I regret that I am approaching this first day of school with a sense of dread instead of a sense of celebration. Based on all the things that happened last year, I am just scared. Last week, I wrote about the ways that I am working to bring the lessons of Go Girls! Camp - an experience my daughter absolutely loved - into this school year as I support my daughter at home.
But this week, I am worried again. When my daughter leaves school for day and returns to the comfort of our safe and cozy, Go Girls!-inspired home, that is one thing. But, what happens when she’s in school? What happens when she wakes up tired and grumpy and just plain sad and decides that she is going cry through the first hour of class? What happens when she is on the playground and she encounters the girls who have decided that they don’t like her and she follows them around even more? What happens when the next level of math feels too hard for her and, instead of asking for help or breaking down into bite-sized steps, she takes out her frustration on the kid next to her? My daughter’s limited social-emotional capacity diminishes her joy at school. The bad news is that this experience is not unique to my daughter. There are thousands of kids who are still learning the skills of...
- Social awareness;
- Relationship skills; and
- Responsible decision making
...who are struggling in school as a result. These students, who may not have received the foundational learning in their early childhoods to set them up for success in these areas, are struggling with low grades, confidence in their abilities, behavior issues, and lacking that feeling of belonging that makes it possible for any of us to get up early and go to the same place day in and day out.

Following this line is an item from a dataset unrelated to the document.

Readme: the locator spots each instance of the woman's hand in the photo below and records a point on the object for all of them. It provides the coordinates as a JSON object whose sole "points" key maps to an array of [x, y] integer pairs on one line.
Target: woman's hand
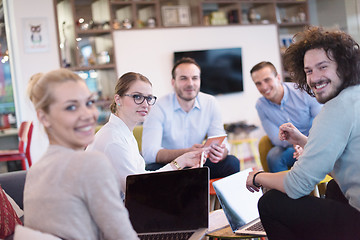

The good news is that there are a ton of smart people out there working very hard to help all students discover a sense of joy in their school lives and I am proud to call them my colleagues.
My 25 year career has been dedicated to working with youth in after-school and summer programs. For most of these years, this field, now known as “Expanded Learning”, has led the conversation in what quality social-emotional learning experiences look, sound, and feel like for children and youth of all ages. Researchers from this field have shown that young people thrive and ultimately succeed when they can consistently engage in learning opportunities that are;
- Active - hands-on, project-based, engaging all the senses
- Collaborative - working on tasks with a team to accomplish a common goal
- Meaningful - relevant to their interests and experiences and enroll them as leaders and active participants
- Support Mastery - allows them to take ownership of their own sense of growth and progress in complex skill building
- Expand Horizons - exposes them to people, situations, issues, and ideas outside of their everyday experience
What the Expanded Learning field has done so well is to put this research into the hands of out-of-school time practitioners in ways that have actually helped to strengthen program quality and open up the conversation between after-school staff and school day faculty. According to a recent paper, Finding Common Ground: Connecting Social-Emotional Learning During and Beyond the School Day,:
“The Common Core State Standards represent ambitious and holistic goals for student learning, which California schools have committed to pursue. Embedded in the standards are strong expectations regarding “non-academic” skills that are important to student success. Simultaneously, school leaders in California face increased accountability for student engagement and school climate, along with critiques of previous student behavior and discipline policies.
Taken together, these changes are creating a new emphasis on social-emotional skills as a cornerstone of student success; an emphasis that is affecting what happens in classrooms during the regular school day, and in programs serving young people during out-of-school hours.”
Reading this makes me smile. It makes me smile because I can believe that, when I send my daughter off to school, I am not the only one looking out for her. It makes me smile because I know that I am not the only one who is sensitive to her social-emotional needs and recognizes how important it is to help her development in this realm.
I entered the field of Expanded Learning over two decades ago, way before I knew I would one day “grow up” to get married and build a family through adoption. Today, on this first day of school, I can smile knowing that I have dedicated my work to a field that is going to change the trajectory of my daughter’s educational experience. Even though I am still worried, that is something that I can celebrate.
Another thing I can celebrate is that, this fall, we are bringing the Go Girls! movement back to afterschool.